Una vez, limpiando las paspas y los bollos que luego colocaba bien contados en canastas, para salir a repartir a las tiendas, se dio cuenta que los bollos resultaron al poco tiempo de ser pan caliente a frío, como más morenos de lo normal, quedando oscuros como carbón. Y las paspas pasaron de ser suaves a tiesas, sin ninguna explicación. Incluso, las demás compañeras, no comprendían y dijeron que se debía  a la mano dura de Zenovia.

Mi abuela se levantaba antes que yo salga a la escuela, iba al trabajo y regresaba pasada la hora de la merienda. Cuando la veíamos llegar, todo quedaba en absoluto silencio, pues era la autoridad. Ella no fue la abuela cariñosa, acariciadora y mimosa, sin embargo, sabía amar con amor del bueno, porque nunca nos faltaba comida y un techo que ella pagaba con su trabajo.

Y cuando pasé de la escuela al colegio, me tomó más respeto, mi abuela le gustaba las personas inteligentes, y empezamos a hacer amistad.  Mi abuela me decía Beatriz, porque quería que sea como una emperatriz, y me pedía que le leyera historias con final feliz, porque  quería creer que la felicidad existe, ya que ella no la conoció junto a mi abuelo, —parecía que no la trataba como merecía—. Mi abuela decía: estudia, para que cuando seas grande, seas verdaderamente grande y decidas ser feliz.   Los que no tenemos estudio, hacemos cualquier cosa menos dedicarnos a la dicha.

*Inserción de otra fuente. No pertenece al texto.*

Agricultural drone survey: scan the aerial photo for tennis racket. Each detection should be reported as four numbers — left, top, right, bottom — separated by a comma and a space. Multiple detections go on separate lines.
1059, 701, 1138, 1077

La vi morir en mis brazos, sentí la dolorosa impotencia de no poder hacer nada, y dejar que se vaya así, con una vida tan sacrificada y sin dicha.

Hace poco, he conocido a mi abuela paterna en el lecho de la muerte, ya no sabe quién la visita, y creo que he probado nuevamente el terror de aproximarme así, en un momento tan crucial.  La historia de mi abuelita Julia, tiene la misma desdicha, poco rosado, poca dulzura y grandes sacrificios.  Experimento la misma impotencia, la misma ansiedad de no poder ayudarla en nada y despedirla así.  Qué difícil es aceptar que cada uno vive según sus circunstancias, y que en la vida el pan es duro y oscuro para unos más que para otros. Historia de mujeres sufridas.